伝統的ホラー映画の手法に基づいた映画『イット・フォローズ』
ニューヨーク・タイムズ紙の『Anatomy of a Scene』というコラムシリーズをご存知ですか?
最新映画の1シーンを監督本人が分析するというもので、最近観た話題のホラー映画『イット・フォローズ』をデヴィッド・ロバート・ミッチェル監督自身が解説していたので、さっそく観てみました。
動画の中で話されていますが、『イット・フォローズ』は、ここ最近のモキュメンタリー(疑似ドキュメンタリー)手法を取り入れた斬新なホラー映画と異なり、伝統的ホラー映画の手法に基づいて制作されています。
ファイナル・ガール
「伝統的なホラー映画の手法」と言えば、以前ジェガーさんが『Men, Women, and Chainsaws: Gender in the Modern Horror Film』という本を読んでいて、その本で提示される「ファイナル・ガール」のコンセプトを説明してくれたことがありました。
『Men, Women, and Chainsaws: Gender in the Modern Horror Film』では、この「ファイナル・ガール」はたいてい処女であり、男女どちらにも使われる名前(あるいは男性らしい名前)を持っていると言われています。
『イット・フォローズ』の主人公も、名前は「ジェイ(Jay)」。ジェガーさんもミドルネームが「ジェイ」なので、「ジェイ」は男女どちらにも使える呼び方と言えるでしょう。
また、ジェイはとてもピュアな女の子。19歳の大学生で、以下の予告編の冒頭では、初めての恋人とのデートに胸を躍らせる場面が描かれます。

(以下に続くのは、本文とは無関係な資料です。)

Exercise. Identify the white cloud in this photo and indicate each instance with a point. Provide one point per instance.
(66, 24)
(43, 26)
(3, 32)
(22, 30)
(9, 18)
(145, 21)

全ての映画が「ファイナル・ガール」の条件に完全に合致するとは言えませんが、『イット・フォローズ』は確実に「ファイナル・ガール」を意識していると思われます。
連続する恐怖の刺激
『イット・フォローズ』の「何かが後をつけてくる」というアイデアは、ミッチェル監督が9〜10歳の頃に何度も見た悪夢が元になっているそうです。
そんなミッチェル監督の最も好きなホラー映画は、ジョージ・A・ロメロ監督作『ゾンビ(Dawn of the Dead)』(1978)。
また『イット・フォローズ』は、ホラー映画で恐怖を煽る重要な要素の一つでもある音楽にシンセサイザーが使われていますが、シンセサイザーといえばホラー映画の巨匠、ジョン・カーペンター監督。ミッチェル監督の好きなホラー映画のもう一本も、やはり『ハロウィン(Halloween)』(1978)だそうです。
最近、リメイク以外でこういうホラー映画らしいホラー映画を観ていなかったように思うので、逆に新鮮でした。
でも、この映画が夢だったら、確かにめっちゃ怖いです。